@scartonLearningSimplificationsSpecific2018
Text simplification (TS) is the task of modifying an original text into a simpler version of it.
Traditionally, work on TS has been divided in Lexical Simplification (LS) and Syntactic Simplification (SS).
Resources on TS:
- Wikipedi-Simple, collection of Wikipedia articles and their simplified versions created by volunteers;
- Newsela Article Corpus, news simplified for various specific audiences following the US school grade system.

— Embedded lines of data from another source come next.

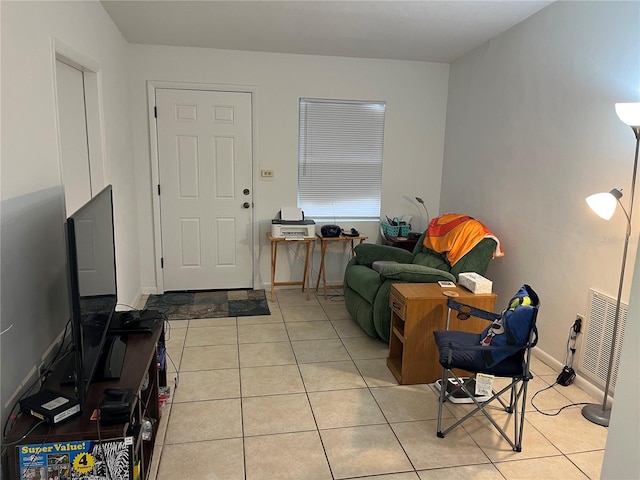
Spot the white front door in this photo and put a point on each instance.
(205, 171)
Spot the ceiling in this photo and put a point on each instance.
(423, 30)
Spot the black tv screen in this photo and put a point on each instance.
(92, 283)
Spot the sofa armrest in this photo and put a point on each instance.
(367, 253)
(410, 273)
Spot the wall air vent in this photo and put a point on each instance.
(596, 343)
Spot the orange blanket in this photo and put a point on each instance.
(455, 235)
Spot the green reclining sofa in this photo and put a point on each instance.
(366, 291)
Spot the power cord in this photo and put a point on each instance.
(568, 374)
(102, 450)
(561, 408)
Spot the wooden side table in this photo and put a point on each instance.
(417, 309)
(324, 243)
(274, 253)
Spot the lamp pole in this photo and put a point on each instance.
(593, 412)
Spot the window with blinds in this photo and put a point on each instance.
(340, 158)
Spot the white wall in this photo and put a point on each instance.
(531, 131)
(415, 93)
(34, 296)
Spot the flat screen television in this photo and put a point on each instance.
(92, 286)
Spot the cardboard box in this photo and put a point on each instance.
(475, 282)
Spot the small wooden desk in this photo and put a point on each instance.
(417, 309)
(400, 242)
(324, 243)
(274, 253)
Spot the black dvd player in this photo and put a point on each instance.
(50, 406)
(134, 321)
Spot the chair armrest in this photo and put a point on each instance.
(367, 253)
(411, 273)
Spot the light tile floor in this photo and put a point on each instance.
(304, 394)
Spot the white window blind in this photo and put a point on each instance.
(340, 158)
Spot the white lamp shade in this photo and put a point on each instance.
(629, 113)
(604, 204)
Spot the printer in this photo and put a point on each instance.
(292, 224)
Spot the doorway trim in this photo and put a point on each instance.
(92, 81)
(152, 86)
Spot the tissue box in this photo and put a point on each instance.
(475, 282)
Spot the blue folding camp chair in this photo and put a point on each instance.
(503, 349)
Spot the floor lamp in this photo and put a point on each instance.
(604, 204)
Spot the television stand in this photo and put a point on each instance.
(143, 374)
(109, 364)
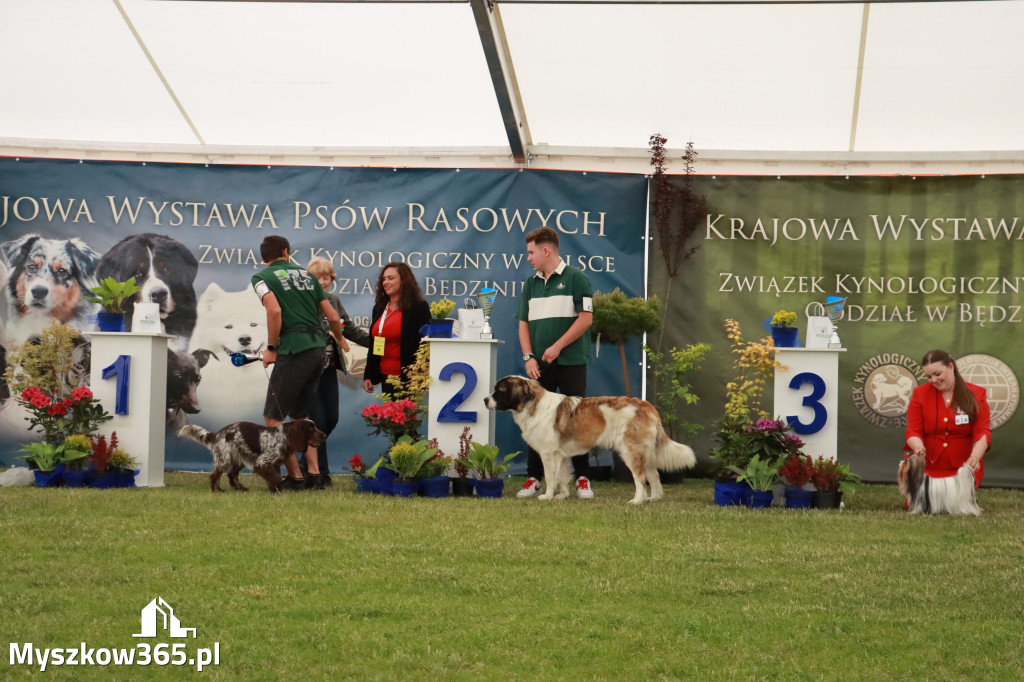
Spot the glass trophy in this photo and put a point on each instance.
(486, 299)
(834, 307)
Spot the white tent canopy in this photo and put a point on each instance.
(830, 80)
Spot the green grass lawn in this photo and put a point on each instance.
(335, 585)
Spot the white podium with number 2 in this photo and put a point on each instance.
(462, 374)
(807, 396)
(134, 390)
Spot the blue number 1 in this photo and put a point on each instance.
(812, 401)
(121, 368)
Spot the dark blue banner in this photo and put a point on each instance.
(460, 230)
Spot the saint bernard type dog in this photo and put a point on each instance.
(559, 426)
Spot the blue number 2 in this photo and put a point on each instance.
(450, 412)
(812, 401)
(121, 368)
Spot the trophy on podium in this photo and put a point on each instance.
(834, 307)
(486, 299)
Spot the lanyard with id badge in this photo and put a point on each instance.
(379, 340)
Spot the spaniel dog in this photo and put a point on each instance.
(559, 426)
(262, 449)
(950, 495)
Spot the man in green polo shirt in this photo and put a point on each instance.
(295, 345)
(555, 312)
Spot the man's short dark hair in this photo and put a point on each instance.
(543, 236)
(272, 248)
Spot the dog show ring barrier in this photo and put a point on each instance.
(807, 396)
(128, 376)
(462, 374)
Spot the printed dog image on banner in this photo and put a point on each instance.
(165, 269)
(46, 280)
(226, 323)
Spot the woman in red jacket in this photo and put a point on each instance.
(947, 423)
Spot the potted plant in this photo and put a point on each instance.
(797, 470)
(434, 481)
(830, 479)
(408, 457)
(101, 475)
(760, 475)
(440, 325)
(483, 461)
(394, 418)
(76, 450)
(44, 459)
(462, 486)
(783, 334)
(617, 317)
(754, 363)
(112, 296)
(123, 466)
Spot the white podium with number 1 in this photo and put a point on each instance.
(135, 392)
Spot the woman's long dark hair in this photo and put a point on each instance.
(410, 292)
(963, 397)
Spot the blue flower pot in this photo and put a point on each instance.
(435, 486)
(111, 322)
(489, 487)
(49, 478)
(404, 488)
(760, 499)
(731, 493)
(798, 498)
(440, 329)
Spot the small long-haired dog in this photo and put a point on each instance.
(559, 426)
(47, 280)
(950, 495)
(262, 449)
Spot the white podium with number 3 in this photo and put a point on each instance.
(807, 396)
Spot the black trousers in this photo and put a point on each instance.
(568, 380)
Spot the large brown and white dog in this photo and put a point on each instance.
(950, 495)
(559, 426)
(260, 448)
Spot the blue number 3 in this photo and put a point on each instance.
(812, 401)
(450, 412)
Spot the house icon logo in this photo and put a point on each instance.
(158, 611)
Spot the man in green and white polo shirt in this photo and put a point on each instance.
(295, 345)
(555, 312)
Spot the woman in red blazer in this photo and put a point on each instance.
(947, 420)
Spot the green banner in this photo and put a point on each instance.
(924, 262)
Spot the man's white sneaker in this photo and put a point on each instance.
(584, 491)
(529, 488)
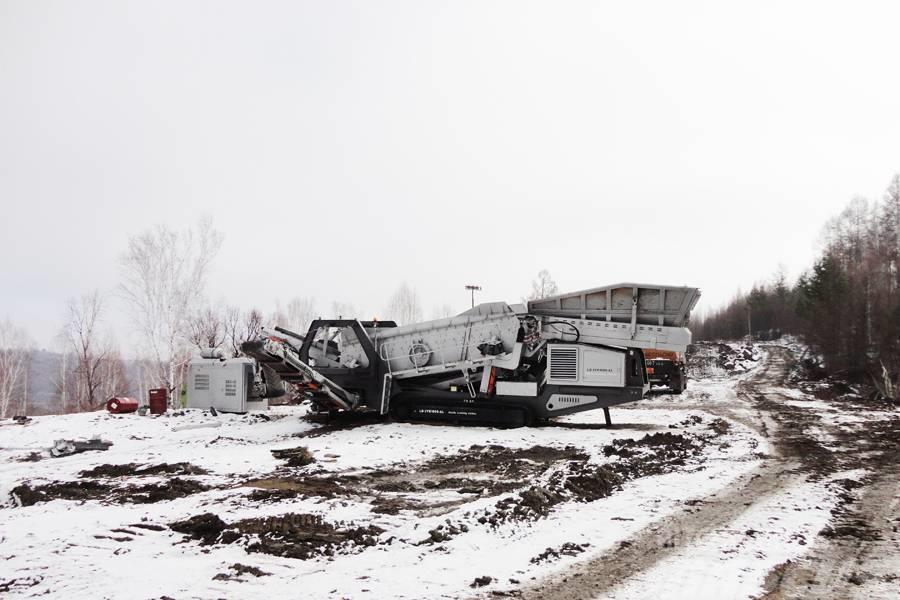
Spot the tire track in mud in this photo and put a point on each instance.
(640, 552)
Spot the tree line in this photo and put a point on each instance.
(163, 281)
(846, 306)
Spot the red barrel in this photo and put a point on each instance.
(121, 405)
(159, 399)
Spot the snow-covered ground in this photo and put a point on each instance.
(108, 547)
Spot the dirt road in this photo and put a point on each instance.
(854, 557)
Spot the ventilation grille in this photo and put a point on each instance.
(201, 382)
(570, 400)
(564, 363)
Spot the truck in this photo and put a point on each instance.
(496, 363)
(666, 368)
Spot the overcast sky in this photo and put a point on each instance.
(343, 147)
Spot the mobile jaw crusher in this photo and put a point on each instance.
(496, 363)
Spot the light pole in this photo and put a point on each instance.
(473, 288)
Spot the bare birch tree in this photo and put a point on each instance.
(300, 312)
(14, 353)
(405, 306)
(241, 327)
(89, 349)
(164, 277)
(207, 329)
(543, 286)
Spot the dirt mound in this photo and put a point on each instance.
(713, 359)
(237, 570)
(292, 535)
(27, 495)
(295, 457)
(281, 488)
(654, 454)
(134, 470)
(567, 549)
(206, 527)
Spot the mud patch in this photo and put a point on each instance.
(300, 536)
(134, 470)
(27, 495)
(237, 570)
(551, 554)
(295, 457)
(654, 454)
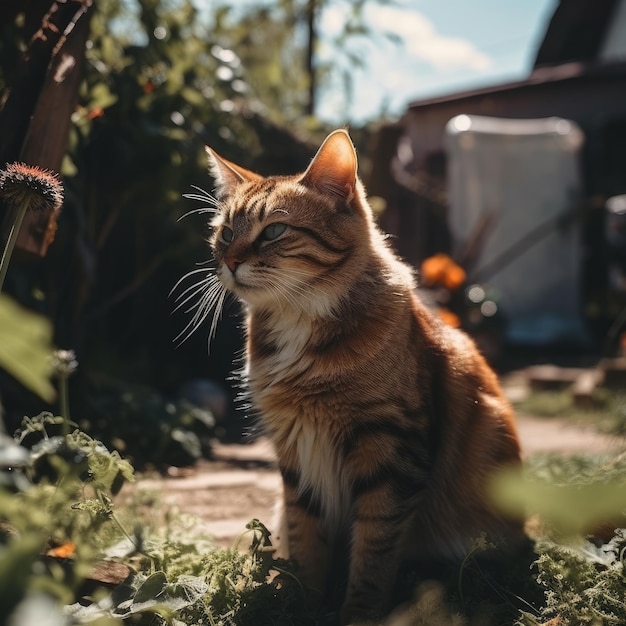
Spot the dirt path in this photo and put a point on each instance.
(241, 482)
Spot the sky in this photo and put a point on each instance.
(445, 46)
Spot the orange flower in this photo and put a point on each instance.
(64, 551)
(433, 269)
(454, 276)
(95, 113)
(440, 269)
(449, 318)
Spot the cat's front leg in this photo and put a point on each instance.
(307, 544)
(381, 522)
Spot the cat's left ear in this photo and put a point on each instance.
(227, 174)
(334, 168)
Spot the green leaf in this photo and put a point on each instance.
(26, 347)
(570, 509)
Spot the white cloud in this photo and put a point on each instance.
(421, 40)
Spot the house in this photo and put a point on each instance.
(579, 75)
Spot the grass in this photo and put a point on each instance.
(573, 568)
(606, 412)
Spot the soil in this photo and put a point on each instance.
(240, 482)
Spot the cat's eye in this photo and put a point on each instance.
(273, 231)
(227, 234)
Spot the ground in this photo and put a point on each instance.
(241, 481)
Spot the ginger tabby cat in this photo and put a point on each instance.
(386, 423)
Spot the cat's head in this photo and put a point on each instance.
(292, 242)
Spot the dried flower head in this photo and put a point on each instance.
(64, 363)
(39, 189)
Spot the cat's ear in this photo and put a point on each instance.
(227, 174)
(333, 169)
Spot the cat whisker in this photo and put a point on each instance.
(202, 196)
(185, 277)
(206, 209)
(209, 295)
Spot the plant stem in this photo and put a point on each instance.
(11, 240)
(64, 403)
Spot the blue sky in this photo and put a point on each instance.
(447, 45)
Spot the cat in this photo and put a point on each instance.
(387, 424)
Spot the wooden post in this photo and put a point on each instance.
(36, 116)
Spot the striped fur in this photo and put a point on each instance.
(386, 424)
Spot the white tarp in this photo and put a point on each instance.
(518, 181)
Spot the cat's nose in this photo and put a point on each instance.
(233, 263)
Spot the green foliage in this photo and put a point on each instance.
(148, 428)
(583, 583)
(573, 496)
(72, 508)
(26, 347)
(607, 410)
(179, 577)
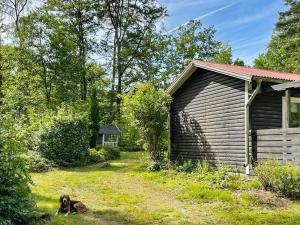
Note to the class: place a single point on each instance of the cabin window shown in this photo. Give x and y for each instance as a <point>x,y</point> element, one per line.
<point>295,112</point>
<point>110,138</point>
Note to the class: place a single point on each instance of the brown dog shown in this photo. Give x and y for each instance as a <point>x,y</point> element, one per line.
<point>67,206</point>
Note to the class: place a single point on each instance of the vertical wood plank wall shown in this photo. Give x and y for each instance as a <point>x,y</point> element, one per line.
<point>208,119</point>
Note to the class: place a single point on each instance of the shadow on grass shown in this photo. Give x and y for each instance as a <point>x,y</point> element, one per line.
<point>114,167</point>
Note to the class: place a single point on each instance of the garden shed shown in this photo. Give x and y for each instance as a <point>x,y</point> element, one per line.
<point>108,135</point>
<point>234,115</point>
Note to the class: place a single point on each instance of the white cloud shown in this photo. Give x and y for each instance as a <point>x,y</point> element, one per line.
<point>261,14</point>
<point>251,43</point>
<point>204,16</point>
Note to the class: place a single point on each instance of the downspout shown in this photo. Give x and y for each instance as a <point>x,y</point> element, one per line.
<point>248,103</point>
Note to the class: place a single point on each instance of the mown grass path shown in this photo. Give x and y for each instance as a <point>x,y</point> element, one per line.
<point>124,194</point>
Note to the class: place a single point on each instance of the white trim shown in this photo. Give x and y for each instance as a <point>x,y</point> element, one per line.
<point>192,67</point>
<point>247,163</point>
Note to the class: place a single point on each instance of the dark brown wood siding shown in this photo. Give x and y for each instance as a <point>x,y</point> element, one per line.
<point>208,119</point>
<point>266,111</point>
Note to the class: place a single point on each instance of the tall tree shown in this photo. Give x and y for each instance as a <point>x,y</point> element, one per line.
<point>165,54</point>
<point>284,48</point>
<point>127,23</point>
<point>77,19</point>
<point>94,118</point>
<point>14,9</point>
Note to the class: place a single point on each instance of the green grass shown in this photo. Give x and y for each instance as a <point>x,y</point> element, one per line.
<point>126,194</point>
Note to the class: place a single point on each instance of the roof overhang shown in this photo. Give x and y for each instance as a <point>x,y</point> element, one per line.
<point>192,67</point>
<point>284,86</point>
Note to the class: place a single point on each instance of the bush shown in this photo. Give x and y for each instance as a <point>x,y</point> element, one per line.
<point>16,204</point>
<point>36,163</point>
<point>66,142</point>
<point>284,179</point>
<point>108,152</point>
<point>187,166</point>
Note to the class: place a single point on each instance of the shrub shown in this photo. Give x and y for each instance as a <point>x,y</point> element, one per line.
<point>95,156</point>
<point>16,204</point>
<point>36,163</point>
<point>66,141</point>
<point>109,152</point>
<point>102,153</point>
<point>283,179</point>
<point>146,106</point>
<point>187,166</point>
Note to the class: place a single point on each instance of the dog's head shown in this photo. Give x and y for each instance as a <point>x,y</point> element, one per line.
<point>64,199</point>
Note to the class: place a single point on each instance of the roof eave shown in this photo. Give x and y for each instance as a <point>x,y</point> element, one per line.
<point>191,68</point>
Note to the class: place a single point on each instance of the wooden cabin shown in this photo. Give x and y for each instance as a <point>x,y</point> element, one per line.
<point>234,115</point>
<point>109,136</point>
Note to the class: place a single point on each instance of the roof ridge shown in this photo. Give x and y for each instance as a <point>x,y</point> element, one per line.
<point>244,67</point>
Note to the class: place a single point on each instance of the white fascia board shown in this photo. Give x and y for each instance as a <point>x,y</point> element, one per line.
<point>191,68</point>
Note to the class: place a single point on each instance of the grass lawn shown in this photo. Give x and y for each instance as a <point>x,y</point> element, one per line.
<point>126,194</point>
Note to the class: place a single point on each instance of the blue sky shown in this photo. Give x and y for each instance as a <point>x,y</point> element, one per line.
<point>247,25</point>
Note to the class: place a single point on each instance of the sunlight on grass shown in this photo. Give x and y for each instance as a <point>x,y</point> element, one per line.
<point>124,193</point>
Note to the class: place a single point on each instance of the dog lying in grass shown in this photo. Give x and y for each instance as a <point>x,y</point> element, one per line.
<point>68,206</point>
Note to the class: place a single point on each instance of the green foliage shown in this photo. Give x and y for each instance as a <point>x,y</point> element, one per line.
<point>284,179</point>
<point>108,152</point>
<point>36,163</point>
<point>103,153</point>
<point>94,118</point>
<point>147,107</point>
<point>66,141</point>
<point>16,204</point>
<point>219,177</point>
<point>95,156</point>
<point>187,166</point>
<point>284,48</point>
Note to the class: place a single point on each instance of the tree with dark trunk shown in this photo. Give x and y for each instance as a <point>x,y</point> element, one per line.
<point>127,23</point>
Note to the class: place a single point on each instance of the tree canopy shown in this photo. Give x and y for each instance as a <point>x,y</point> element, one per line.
<point>284,48</point>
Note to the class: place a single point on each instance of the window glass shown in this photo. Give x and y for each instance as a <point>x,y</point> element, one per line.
<point>295,112</point>
<point>110,138</point>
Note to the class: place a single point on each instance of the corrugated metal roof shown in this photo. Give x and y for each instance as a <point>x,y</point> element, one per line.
<point>110,129</point>
<point>252,72</point>
<point>240,72</point>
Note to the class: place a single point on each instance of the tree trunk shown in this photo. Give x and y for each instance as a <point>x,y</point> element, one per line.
<point>119,88</point>
<point>1,72</point>
<point>82,55</point>
<point>114,65</point>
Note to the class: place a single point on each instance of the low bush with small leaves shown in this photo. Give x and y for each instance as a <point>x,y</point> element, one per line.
<point>187,166</point>
<point>66,141</point>
<point>36,163</point>
<point>16,202</point>
<point>109,152</point>
<point>221,176</point>
<point>103,153</point>
<point>284,179</point>
<point>95,156</point>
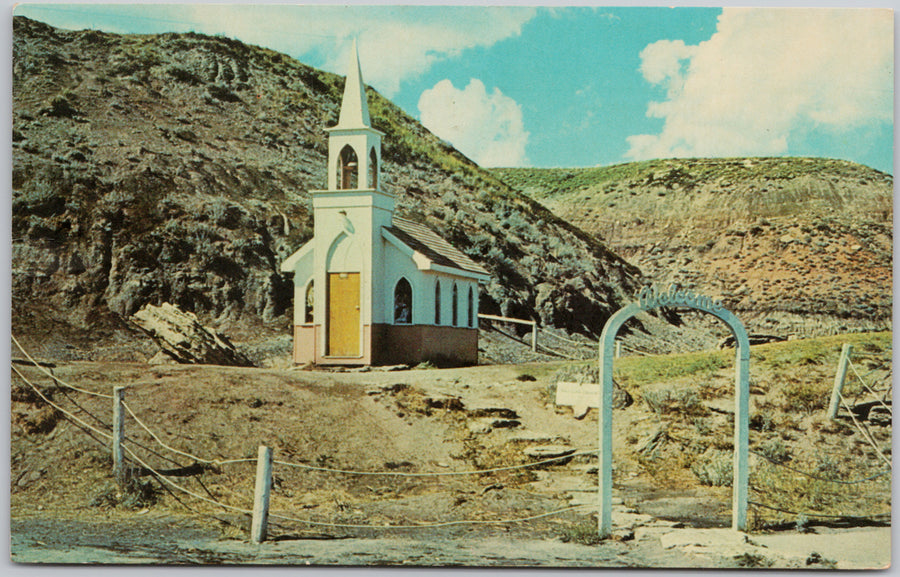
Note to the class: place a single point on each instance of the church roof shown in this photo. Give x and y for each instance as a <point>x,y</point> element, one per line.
<point>354,106</point>
<point>423,240</point>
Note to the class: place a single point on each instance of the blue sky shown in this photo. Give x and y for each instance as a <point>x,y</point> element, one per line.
<point>584,86</point>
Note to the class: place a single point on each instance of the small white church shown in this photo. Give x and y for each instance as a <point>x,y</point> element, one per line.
<point>371,288</point>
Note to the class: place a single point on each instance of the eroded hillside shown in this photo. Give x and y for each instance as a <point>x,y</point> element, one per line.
<point>176,167</point>
<point>798,246</point>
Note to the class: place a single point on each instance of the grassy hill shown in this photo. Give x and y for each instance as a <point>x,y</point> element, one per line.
<point>794,245</point>
<point>175,167</point>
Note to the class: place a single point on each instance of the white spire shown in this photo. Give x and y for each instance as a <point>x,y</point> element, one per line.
<point>354,106</point>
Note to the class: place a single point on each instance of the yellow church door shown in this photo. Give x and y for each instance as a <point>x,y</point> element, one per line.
<point>343,314</point>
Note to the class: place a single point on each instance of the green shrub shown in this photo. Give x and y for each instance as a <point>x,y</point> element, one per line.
<point>775,450</point>
<point>669,401</point>
<point>804,396</point>
<point>715,469</point>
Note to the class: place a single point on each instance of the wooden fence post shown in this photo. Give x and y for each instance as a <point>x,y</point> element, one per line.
<point>119,436</point>
<point>843,365</point>
<point>261,495</point>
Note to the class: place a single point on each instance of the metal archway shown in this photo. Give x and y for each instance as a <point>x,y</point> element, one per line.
<point>648,299</point>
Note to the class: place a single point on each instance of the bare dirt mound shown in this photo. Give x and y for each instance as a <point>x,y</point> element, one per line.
<point>420,425</point>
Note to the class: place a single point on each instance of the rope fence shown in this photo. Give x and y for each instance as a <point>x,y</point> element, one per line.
<point>162,476</point>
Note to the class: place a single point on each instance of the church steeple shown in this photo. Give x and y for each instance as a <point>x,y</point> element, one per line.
<point>354,106</point>
<point>354,155</point>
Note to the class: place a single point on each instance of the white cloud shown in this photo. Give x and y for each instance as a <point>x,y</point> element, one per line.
<point>395,42</point>
<point>486,127</point>
<point>765,75</point>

Newsela, being simplified by professional have better simplifications, and each original article has been labeled indicating its corresponding grade level and each article may have multiple simplification based on the target audience.
System Architecture
The approach adds an artificial token to both training and test instances that encode information regarding the simplification:
- to-grade: the token corresponds to the grade level of the target instance;
- operation: the token is one of the four possible coarse-grained operation that transforms the original into the simplified instance:
- identical: an original sentence is aligned to itself, no simplification performed;
- elaboration: an original sentence is aligned to a single, rewritten simplified sentence;
- one-to-many: split an original sentence into two+ simplified sentences;
- many-to-one: merge two+ original sentences to a single simplified sentence;
- to-grade-operation: concatenation of the two above token type.
Of course, while to-tokens are available at test time by knowing to which audience we want to propose the text, the operation type can’t be known. So, to remedy that, a simple Naive Bayes classifier using nine features predicts the operation type. Features: number of tokens, punctuation, content words, clauses, ration of: number of verbs, nouns, adjectives, adverbs, connectives to the number of content words.
The Neural Architecture consists of an encoder-decoder, each of 2 LSTMs layers with size 500 and a recurrent dropout of 0.3. A Global attention layer is used.
A model is trained for each dataset constructed with different artificial tokens for 13 epochs, than the best model is selected by perplexity on the dev set.
Results
Results using BLEU, SARI and Flesch.
The best model is the one built with the to-grade-operation token with gold operations annotations. While the model with predicted operations still outperform the baseline, they lag behind their counterparts built with gold operation. In a real world scenario, the best model is the to-grade model, given the low performance of the predicted operations systems.
The main advantadge of thi system is that a user can inform their grade level and retriev a personalized simplification.
Example of different simplification.
Zero-shot
The model has been tested on couples of original grade to target grade that didn’t exist on the original dataset outperforming the baselines, showing the effectiveness of the to-grade method.